Could the Stag Brewery development be ‘car-free’?
Car-free developments, where residents of newly built housing are not able to apply for a parking permit, is becoming more and more common across London as councils try to avoid adding to traffic and air pollution.
By placing ‘permit-free’ planning conditions on new developments, councils are also seeking to protect existing residents who are often very concerned about the impact on parking and congestion.
Car-free developments usually include disabled parking spaces and can include car club spaces, to support residents who need to use cars.
One of the reasons the Stag Brewery project has stalled is controversy over the number of car parking spaces proposed, with residents concerned not just about congestion and parking, but air pollution and road safety too, given that the site is sandwiched between the river and the railway line and its many level crossings.
Residents say that adding more cars into this area is simply a non-starter: it will be harmful in so many ways. The Mayor of London’s planners have also already said that parking provision must be reduced in the development.
So is the answer for the development to be car-free? Local residents met recently with Richmond councillors and the Chair of the London Assembly Transport Committee, Caroline Pidgeon MBE, to discuss the idea.
It was pointed out that developers tend to argue that parking provision is essential to marketing new development. But many new car-free developments, even in Outer London boroughs like Hounslow, are selling at high prices without difficulty. In fact, the lack of cars makes for an attractive and quiet environment which is used as a selling point.
It was felt that young people nowadays often do not expect to own a car. And that many London households are already ‘car-free’, as many at two thirds in some Inner London boroughs.
Could car parking provision in fact attract foreign investors, who often expect parking provision when buying property? Was this the type of buyer the community wanted to attract?

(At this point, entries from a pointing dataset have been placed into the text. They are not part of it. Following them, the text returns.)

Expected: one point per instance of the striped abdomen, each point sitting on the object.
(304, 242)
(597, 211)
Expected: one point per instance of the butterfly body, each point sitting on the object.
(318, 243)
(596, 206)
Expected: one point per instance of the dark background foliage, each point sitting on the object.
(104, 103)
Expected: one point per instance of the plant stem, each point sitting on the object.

Local public transport issues were also discussed. It needs to be improved anyway, local residents said, but with a car-free development on this scale, it would be essential. Though well served by train stations, the local buses are not frequent enough and routes need to be extended. It was felt this should be possible, particularly with financial contributions from the developers.
A Controlled Parking Zone (CPZ) would have to be introduced in the surrounding streets, otherwise new residents could circumvent the lack of parking provision. Might a CPZ be unpopular with existing residents? It was pointed out that CPZs can bring benefits for householders, including being able to park near your home, an often dramatic reduction in ‘commuter parking’, and reduced traffic and congestion.
Residents felt the meeting was a positive step forward and are keen to continue constructive dialogue with councillors.